Ünlü bilim tarihçisi G.Sarton'un ifadesiyle Bettani, çağının en büyük astronomi alimi ve Müslüman bilim adamlarının en büyüklerindendi. On sekizinci asrın ünlü Fransız astronomu Laland; Bettani'yi gelmiş geçmiş büyük yirmi matematik bilgini arasında sayar. Yine batılı bir bilim tarihçisi olan Erich Bell de onun için; "Trigonometriye cebir ilmini uygulayan ilk bilim adamıdır. Yani cebirsel trigonometrinin kurucusudur. Tarih boyunca görülen en büyük astronomi alimidir." demiştir.

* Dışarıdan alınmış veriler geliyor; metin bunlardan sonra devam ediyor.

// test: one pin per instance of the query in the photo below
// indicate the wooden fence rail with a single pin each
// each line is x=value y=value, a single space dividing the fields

Eserleri: Bettani, astronomi sahasında çok eser yazdı. Bunlar arasında Batlemyüs'ün eserlerini yorumlayan dört eserinde, Batlemyüs'ün eserlerini tam bir ilmi tenkid süzgecinden geçirerek onun birçok görüşünü kabul etmedi. Mühim eserleri şunlardır:
1) Ez-Zic-üs-Sabii: Bettani'nin en büyük eseridir. Bu eserde, her yıldızın, uzaydaki yeri, hareketleri, yörüngeleri, matematik usullerle hesaplanmıştır. Hesapların ve rasatların neticelerini ihtiva eden bir almanak özelliğindedir.

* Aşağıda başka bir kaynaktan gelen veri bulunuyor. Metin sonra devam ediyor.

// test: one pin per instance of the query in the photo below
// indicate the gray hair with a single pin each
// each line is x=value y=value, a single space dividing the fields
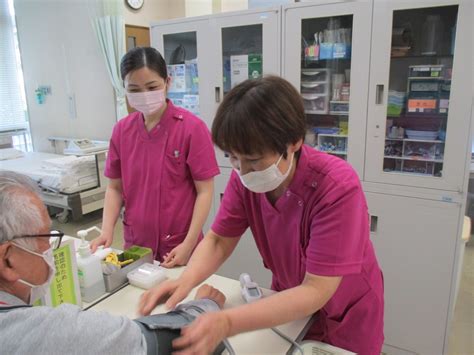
x=18 y=216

2) Kitabün fi Marifeti Metali-ül-Büruc fima beyne Erba-il-Felek: Ayın tutulması, ay ve yıldızların doğuş yerlerinden bahseder.

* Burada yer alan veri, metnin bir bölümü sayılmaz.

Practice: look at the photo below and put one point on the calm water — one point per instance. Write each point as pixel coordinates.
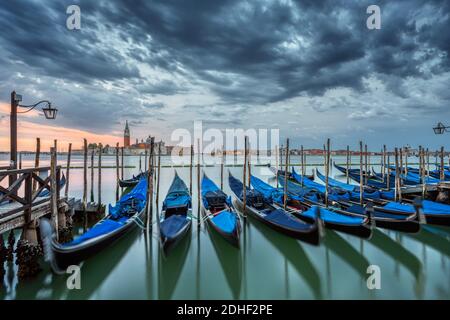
(268, 266)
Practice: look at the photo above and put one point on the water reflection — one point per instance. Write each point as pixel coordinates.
(230, 261)
(171, 266)
(268, 265)
(397, 252)
(347, 252)
(293, 252)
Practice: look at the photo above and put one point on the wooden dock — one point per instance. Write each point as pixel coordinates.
(12, 216)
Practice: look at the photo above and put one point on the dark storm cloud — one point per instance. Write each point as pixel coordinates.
(240, 54)
(36, 34)
(243, 43)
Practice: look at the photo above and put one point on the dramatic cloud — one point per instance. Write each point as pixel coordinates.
(312, 68)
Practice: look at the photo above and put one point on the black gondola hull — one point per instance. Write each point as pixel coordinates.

3) Risaletün fi Tahkik-i Akdar-il-İttisalat,
4)Şerh-ül-Makalat-il-Erba'a li Batlemyüs,
5) Risaletün fi Ameliyyat-it-Tercim-id-Dakika,
6) Kitabu Ta'dil-il-Kevakib,
7) İlm-ün-Nücum,
8) Kitabün fi İlm-il-Felek,
9) Kitabün an Dairet-il-Büruc
vel-Kubbet-iş-Şemsiyye,
10) Muhtasarun li Kütübi Batlemyüs-il-Felekiyye,
11) Risaletün fi Mikdar-il-İttisalat-il-Felekiyye.
Bu yolda ve bu uğurda beraber olmak dileğiyle…
"Ne yanar kimse bana âteş-i dilden özge
Ne açar kimse kapım bâd-ı sabâdan gayrı"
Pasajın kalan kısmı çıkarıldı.